MUMBAI: For the troubled microfinance sector, the road to recovery is getting longer with the normalisation of profitability is expected only by end of the current fiscal, that too if slippages are arrested and the top states normalises faster, says a report.
Though from April 2025, MFIs exposure to over-leveraged borrowers have been contained, slippages from the legacy portfolio will keep asset quality under pressure, Crisil Ratings said in a report Wednesday. Furthermore, disruptions caused by ordinances in some key states like Karnataka and Tamil Nadu could hinder the path to recovery, the report warned further.
The ability to control slippages and manage credit costs, and thus profitability, will be crucial in the road ahead.
According to Malvika Bhotika, a director with the agency, while the current bucket collections have stabilised at 98-99% and there has been some reduction in fresh slippages, around 14% of loans as of end-June, remains extended to borrowers transacting with more than three microfinance lenders. While this has come down from 23% of loans as of December 2024, the portfolio remains very vulnerable to slippages, especially after the April when the industry voluntarily decided to go slow on fresh disbursals to overleveraged borrowers.
According to an estimate of the agency, almost a fourth of the loans with more than three lenders is in the 31-180 days bucket as of June.
Furthermore, the performance of Tamil Nadu, Karnataka and Bihar, which together account for 43% of the industry, remains monitorable. The impact of the recent ordinances in Tamil Nadu (akin to the one in Karnataka already) on MFIs will be key to how portfolio quality evolves in the state.
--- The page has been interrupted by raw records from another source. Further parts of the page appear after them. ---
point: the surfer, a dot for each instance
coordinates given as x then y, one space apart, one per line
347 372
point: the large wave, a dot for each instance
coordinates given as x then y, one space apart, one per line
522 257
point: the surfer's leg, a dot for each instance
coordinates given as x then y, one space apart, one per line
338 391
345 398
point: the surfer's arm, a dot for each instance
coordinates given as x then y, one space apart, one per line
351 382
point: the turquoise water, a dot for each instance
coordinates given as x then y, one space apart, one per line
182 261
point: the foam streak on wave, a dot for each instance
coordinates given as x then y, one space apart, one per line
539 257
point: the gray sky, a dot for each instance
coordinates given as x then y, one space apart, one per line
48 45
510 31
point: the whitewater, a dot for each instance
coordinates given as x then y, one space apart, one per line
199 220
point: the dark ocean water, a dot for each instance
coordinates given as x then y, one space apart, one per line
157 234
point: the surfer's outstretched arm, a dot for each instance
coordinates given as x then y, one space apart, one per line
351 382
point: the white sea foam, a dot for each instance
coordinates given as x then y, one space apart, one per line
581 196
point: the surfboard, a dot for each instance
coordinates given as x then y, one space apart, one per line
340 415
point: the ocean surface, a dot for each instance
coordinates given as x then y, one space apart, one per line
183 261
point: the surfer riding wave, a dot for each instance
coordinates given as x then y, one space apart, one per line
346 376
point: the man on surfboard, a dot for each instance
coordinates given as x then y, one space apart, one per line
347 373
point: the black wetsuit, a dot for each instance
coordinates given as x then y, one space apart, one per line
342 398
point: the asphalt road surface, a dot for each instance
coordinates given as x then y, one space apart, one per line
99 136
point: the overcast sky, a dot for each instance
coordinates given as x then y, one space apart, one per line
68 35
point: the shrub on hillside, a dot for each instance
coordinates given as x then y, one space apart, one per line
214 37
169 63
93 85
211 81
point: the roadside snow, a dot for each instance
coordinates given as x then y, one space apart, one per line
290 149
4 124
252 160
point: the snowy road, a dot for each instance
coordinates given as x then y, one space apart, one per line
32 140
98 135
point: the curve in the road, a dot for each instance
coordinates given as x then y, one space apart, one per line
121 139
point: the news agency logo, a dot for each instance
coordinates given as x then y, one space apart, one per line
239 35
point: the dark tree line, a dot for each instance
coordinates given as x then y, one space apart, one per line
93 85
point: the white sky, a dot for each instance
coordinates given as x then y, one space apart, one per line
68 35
For Karnataka, while the decline in collections after the ordinance has been stanched, overall collections are in the range of 80-85% for the past few months, well below historic levels. The Bihar portfolio (which is the largest 15% of the industry AUM) remains under watch as well given that the state goes to polls a few months down the line. In the past, socio-political issues have impacted collections during polls in some states.
According to Prashant Mane, an associate director of the agency, given these factors, the credit cost, while coming down somewhat from the 7.7% seen last fiscal, is still expected to remain high at around 6% this fiscal. Consequently, overall profitability is likely to normalise only by fourth quarter of this fiscal.